Personal information
- Full name: William Samuel Bussell
- Born: 19 February 1887 Christchurch, New Zealand
- Died: 7 June 1917 (aged 30) Messines, Belgium

Playing information
- Height: 163 cm (5 ft 4 in)
- Weight: 59 kg (9 st 4 lb)
- Position: Halfback
Club
| Years | Team | Pld | T | G | FG | P |
| 1914–15 | Sydenham | 21 | 10 | 16 | 1 | 64 |
Representative
| Years | Team | Pld | T | G | FG | P |
| 1912–1914 | Canterbury | 3 | 0 | 0 | 0 | 0 |
| 1914 | New Zealand | 1 | 0 | 0 | 0 | 0 |
- Source:

= Bill Bussell =

New Zealand international rugby league footballer

William Samuel Bussell (19 February 1887 – 7 June 1917) was a New Zealand rugby league player who represented New Zealand. Bussell was killed in action during World War I.

==Personal life==
Bussell was the son of William and Hester Bussell and lived in St Albans, Christchurch.

==Playing career==
In 1912 Bussell was part of the first ever Canterbury side. Canterbury went down 4-5 to Wellington on 7 September.
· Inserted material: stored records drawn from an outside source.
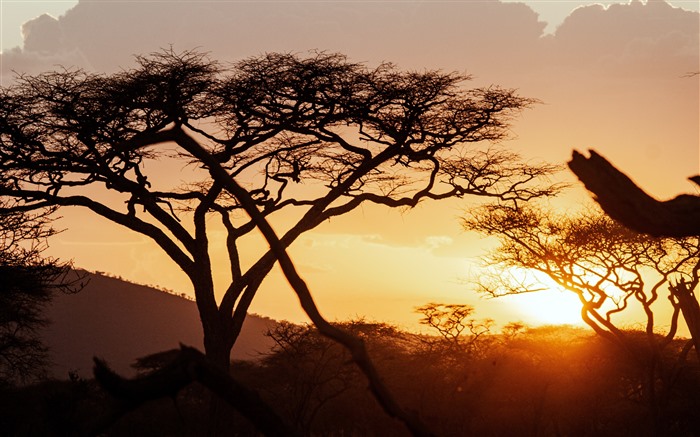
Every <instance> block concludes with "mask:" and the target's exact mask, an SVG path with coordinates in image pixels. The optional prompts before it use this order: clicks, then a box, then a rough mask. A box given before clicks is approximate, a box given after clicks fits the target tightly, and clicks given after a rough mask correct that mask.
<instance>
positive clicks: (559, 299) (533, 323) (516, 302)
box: [512, 289, 584, 325]
mask: <svg viewBox="0 0 700 437" xmlns="http://www.w3.org/2000/svg"><path fill="white" fill-rule="evenodd" d="M512 299H513V300H512V302H513V303H515V304H516V305H517V306H518V309H519V310H520V311H521V312H522V313H523V316H524V317H525V318H526V320H525V322H527V323H531V324H537V325H583V324H584V322H583V321H582V320H581V306H582V305H581V302H580V301H579V299H578V297H577V296H576V295H575V294H574V293H571V292H567V291H559V290H556V289H546V290H542V291H536V292H533V293H526V294H521V295H517V296H512Z"/></svg>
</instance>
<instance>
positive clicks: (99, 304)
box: [42, 272, 275, 379]
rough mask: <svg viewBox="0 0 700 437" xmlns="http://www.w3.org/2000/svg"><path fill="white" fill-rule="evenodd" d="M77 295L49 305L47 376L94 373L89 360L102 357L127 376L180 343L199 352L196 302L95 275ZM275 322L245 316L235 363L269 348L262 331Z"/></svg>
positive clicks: (256, 356) (261, 318) (198, 329)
In 1914 he played for Sydenham in the Canterbury Rugby League competition and also captained Canterbury before being selected to represent New Zealand against the Great Britain Lions. New Zealand lost the Test match 13-16. He was selected for the 1915 New Zealand tour of Australia that was later abandoned.

==World War I==
With the outbreak of World War I, Bussell enlisted. In 1917 Private Bussell was killed in action during the Battle of Messines.